Project ID: P202103100012
Longitudinal Clustering Analysis and Prediction of Parkinson’s Disease Progression
Parkinson’s Disease, image processing, Clustering Analysis, Prediction
People with the below expertise are able to apply for this project: The individuals with enough experience in machine learning algorithms including dimension reduction algorithms, classifiers and clustering algorithms. The individual with enough experience in extracting radiomics features from each region of interest (via SERA package). The individual with enough experience in segmenting different regions via Free Surfer. Both programming languages Matlab and Python are acceptable, but Python works better for some people who aim at working on google Colab.

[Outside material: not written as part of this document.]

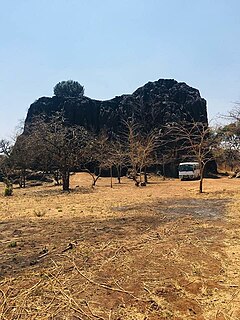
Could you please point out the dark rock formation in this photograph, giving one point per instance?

Objectives: We aimed to identify distinct disease progression pathways in Parkinson’s disease (PD), making use of clinical and imaging features, towards improved understanding of disease and powering of clinical trials. In addition, we studies machine learning approaches to predict progression pathways from early (year 0 and 1) data. Methods: We studied 885 PD-subjects derived from longitudinal datasets (years 0, 1, 2 & 4; Parkinson’s Progressive Marker Initiative). We generated and analyzed 980 features, including Movement Disorder Society’s Unified Parkinson's Disease Rating Scale (MDS-UPDRS) measures, a range of task/exam performances, socioeconomic/family histories, and radiomics features (RFs) extracted for each region-of-interest (ROI; left and right caudate as well as putamen) using our standardized SERA radiomics software. Segmentation of ROIs on DAT SPECT images were performed via MRI images. After performing cross-sectional clustering to identify disease subtypes (3 sub-clusters robustly identified in our prior work, namely i) mild, ii) intermediate, and ii) severe) for any given patient in any given year, we performed identification of optimal longitudinal pathways by applying a hybrid system (HS) including Principal Component Analysis (PCA) as a dimension reduction algorithm (DRA), and Hierarchical Agglomerative Clustering (HAC) as a clustering method, to the longitudinal dataset. To optimize the number of longitudinal trajectories (clusters), we applied the Elbow clustering evaluation method to our results (for a range of 2-9 longitudinal clusters/pathways) as generated by HSs including PCA+K-Means Algorithm (KMA) as well as PCA+HAC. Our optimized number of pathways were further confirmed by two other methods: Bayesian Information Criteria (BIC) and Calinski Harabatz Criteria (CHC) as applied on clustering results provided by KMA. Subsequently, prediction of the identified trajectories based on early years (data in year 0 and 1) was performed using multiple HSs including 16 DRAs coupled to 10 classifiers.